The CHT sensor measures cylinder head metal temperature as opposed to engine coolant temperature. The analog signal has malfunction thresholds of < 0.244 volts or voltage > 4.96 volts. The voltage enters the PCM on pin 33 of C175E. The PCM software calculates both CHT and ECT values for use by the PCM control and OBD systems. It will be necessary to keep the CHT voltage within the required parameters.

Optional control might be out of the PCM going into the TCM. The TCM is located inside the transmission and that could make it difficult to get information about the TCM.

Reference:
2005 MY OBD System Operation
2008 wiring diagrams
Ford Scorpio site

 

Thanks Bob.

Spoofing sensors is one part, but how do we spoof time?

I can hold everything hot for xx minutes... but what if the software says:
"This makes no sense for everything to stay hot with no fuel being used."?

 

Obviously it would be easy for Ford to include the EV button, but I think there are a few "real world" tweaks Ford could have programmed that could add additional fuel economy...albeit small.

I would have liked to see Ford include some real-world common sense programming into the logic. For example, if you are sitting at a red light or running into the store....clearly the ICE doesn't need to come on. As the driver, we have the option to shift to neutral to 'lock' it in EV mode, but why do we have to do that. Ford has set parameters that keep the battery charge above 40% and the temps above X degrees.....but why not throw a little If/then into the equation while they are at it?
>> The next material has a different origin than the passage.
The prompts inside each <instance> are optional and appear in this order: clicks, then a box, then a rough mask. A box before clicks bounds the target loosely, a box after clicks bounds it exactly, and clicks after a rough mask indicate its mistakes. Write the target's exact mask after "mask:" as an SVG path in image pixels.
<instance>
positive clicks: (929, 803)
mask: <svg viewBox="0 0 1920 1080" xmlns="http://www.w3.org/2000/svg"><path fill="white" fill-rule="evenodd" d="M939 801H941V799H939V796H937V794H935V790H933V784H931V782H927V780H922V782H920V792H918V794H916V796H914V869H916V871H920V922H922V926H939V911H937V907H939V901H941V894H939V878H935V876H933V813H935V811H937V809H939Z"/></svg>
How about "if the charge drops below 40% and the vehicle MPH is 0, then DO NOT restart ICE for 3 minutes or until charge = 35%. Why force a restart before it is really necessary when, in 99% of situations, you could simply have a restart 60seconds later when the light turns green and the vehicle moves?

 

The two reasons I've seen cited are:

1) Because during EPA testing the vehicles CAT temp would drop below the level where it does its job and thus would exceed EPA emission limits while the car "rewarmed" the CAT

2) Because it allows the engine and the oil to cool more (and for more of the oil to drip back down into the oilpan?) than Ford Engineers liked... therefore the restarts would be harder and would perhaps cause more wear in the engine.

I can't say if either of those is actually correct. I'm merely repeating them because I'd like to hear them discussed to see if either of them has any truth or if they are just "urban FEH legends"

 

CAT temp is almost never the cause. Min Temp to be effective is about 750 degrees, and the CAT gets to 1400-1500 degrees quickly, and cools about 1 degree per second. Thus, if CAT temp were making the decision, you would have about 10-12 minutes of EV after each 2 minutes of ICE.

CHT temp cools more quickly, and where the CAT has 750 degrees of range to play with, the CHT only has a range of about 25 degrees to play with. CHT looks like the #1 PID to watch, but is not the only one to watch.

CHT has at least 3 stages or ranges that I have found *(so far) based on weather. I have found a warm range, and cool range, and a darn right bitter cold range.

The following are 'estimates' with a small sample size:
1 car, and only a few day worth of data:

In sunny, warm, Los Angeles ( 72-80 degrees while on December vacation ) I could have EV with CHT above 160.

In mild ( cool ) Colorado, ( 32-60 degrees ) I can have EV with CHT above 188.

In bitter cold ( -10 to 20 degrees ) I can only have EV with CHT above 200 degrees.

It normally takes 16 to 20 degrees above these minimums to trigger EV.
Thus, an initial warm up will require 216 to 220 to enable EV for the first time if you start a drive at zero degrees. Then you can drive EV down to about 200. That's not much range ( or time ) when it is cold out.

On a warm CA day... your CHT will probably still be at 220 quickly... but you are #1 allowed to keep EV down to 160 and #2 it takes a long time to get to 160 when it is 80 degrees ambient.

This probably has to do with the computer model that predicts how fast the rest of the car ( CAT, Water, etc. ) cools under these conditions.